Of the world’s four million neonatal (first 4 weeks after birth) deaths each year, 98 percent occur in developing countries. Nepal is a poor country where geography and political instability increase development challenges. The maternal mortality ratio is around 539 per 100,000 live births and the infant mortality rate approximately 64 per 100 live births. In rural areas, 94 percent of babies are born at home and only 13 percent of these births are attended by trained health workers.

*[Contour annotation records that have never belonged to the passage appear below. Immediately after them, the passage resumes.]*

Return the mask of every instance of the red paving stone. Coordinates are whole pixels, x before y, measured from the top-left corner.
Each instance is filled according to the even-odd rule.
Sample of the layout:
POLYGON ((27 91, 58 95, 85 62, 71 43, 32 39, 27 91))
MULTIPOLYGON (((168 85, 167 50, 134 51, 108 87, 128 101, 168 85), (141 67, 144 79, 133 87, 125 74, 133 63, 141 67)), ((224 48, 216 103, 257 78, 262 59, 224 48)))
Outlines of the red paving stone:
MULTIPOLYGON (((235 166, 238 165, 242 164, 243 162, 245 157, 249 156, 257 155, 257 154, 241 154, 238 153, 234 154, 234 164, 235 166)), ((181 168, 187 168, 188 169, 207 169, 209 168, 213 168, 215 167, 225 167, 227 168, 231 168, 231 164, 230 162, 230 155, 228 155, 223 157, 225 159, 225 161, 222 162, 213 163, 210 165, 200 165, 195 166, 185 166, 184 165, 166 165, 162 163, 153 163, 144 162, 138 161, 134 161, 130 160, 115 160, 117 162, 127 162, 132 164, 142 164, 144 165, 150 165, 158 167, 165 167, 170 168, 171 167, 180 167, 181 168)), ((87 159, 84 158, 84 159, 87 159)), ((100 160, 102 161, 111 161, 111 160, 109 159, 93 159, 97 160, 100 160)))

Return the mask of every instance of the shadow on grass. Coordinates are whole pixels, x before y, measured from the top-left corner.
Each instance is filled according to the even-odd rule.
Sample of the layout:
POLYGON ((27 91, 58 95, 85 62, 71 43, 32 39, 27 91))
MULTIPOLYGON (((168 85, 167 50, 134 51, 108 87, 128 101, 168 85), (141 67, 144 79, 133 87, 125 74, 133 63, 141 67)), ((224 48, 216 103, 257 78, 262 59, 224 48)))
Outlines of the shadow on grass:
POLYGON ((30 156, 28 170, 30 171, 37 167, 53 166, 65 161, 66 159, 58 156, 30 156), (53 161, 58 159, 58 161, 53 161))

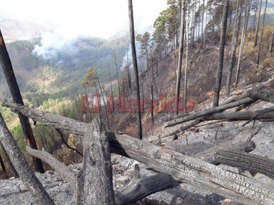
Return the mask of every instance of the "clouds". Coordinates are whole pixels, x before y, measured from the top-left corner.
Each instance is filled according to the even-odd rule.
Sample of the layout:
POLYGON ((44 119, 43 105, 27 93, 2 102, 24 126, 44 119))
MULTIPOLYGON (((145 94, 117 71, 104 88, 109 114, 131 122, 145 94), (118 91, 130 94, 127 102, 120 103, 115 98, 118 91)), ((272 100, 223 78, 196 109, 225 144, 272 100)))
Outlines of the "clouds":
MULTIPOLYGON (((167 7, 166 1, 133 0, 136 29, 152 25, 167 7)), ((0 15, 54 25, 56 32, 65 38, 79 35, 107 38, 129 27, 126 0, 9 0, 1 4, 0 15)))
MULTIPOLYGON (((167 0, 133 0, 135 30, 152 25, 167 7, 167 0)), ((127 0, 9 0, 1 3, 0 16, 50 26, 42 33, 42 46, 33 53, 45 58, 57 51, 75 52, 73 44, 79 36, 108 38, 129 30, 127 0)))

Researchers from Mother and Infant Research Activities (MIRA), Nepal, and the UK Institute of Child Health, University of London, randomly divided 12 pairs of village clusters in Nepal’s Makwanpur district into either control or test groups. In each cluster of villages (average population 7,000) a female facilitator set up nine women’s group meetings each month. The groups used an action-learning cycle (doing, observing, thinking and designing) to identify local perinatal problems and to devise strategies to solve them. The researchers looked at birth outcomes among 28,931 women, of whom 8 percent had joined the groups.

They found that:

  • Groups attracted 37 percent of newly-pregnant women and members raised awareness of perinatal issues with other women in the community.
  • The neonatal mortality rate was 26.2 per 1,000 live births in test villages, compared with 36.9 per 1,000 in controls. Stillbirth rates were similar in both groups.
  • The maternal mortality ratio was 69 per 100,000 live births in test villages, compared with 341 per 100,000 in controls.
  • Women in test villages were more likely than controls to have antenatal care, deliver at a health facility, and have a trained health worker present at the birth, using hygienic practices.
  • 95 percent of the groups remained active at the end of the trial, despite no financial incentive and the costs to women of spending time away from other tasks.
The cost per disability adjusted year of US$ 111 compares well with the World Bank’s definition of less than US$ 127 per disability-adjusted life year (DALY) saved as ‘cost-effective’. The strategy could benefit other health issues such as nutrition, stillbirths, infant and childhood mortality, and malaria and HIV infection in pregnancy.

The researchers conclude that the model could be quickly extended and used elsewhere. This would require:

  • investment
  • political commitment
  • action by both government and non-governmental organisations
  • close collaboration with the health sector.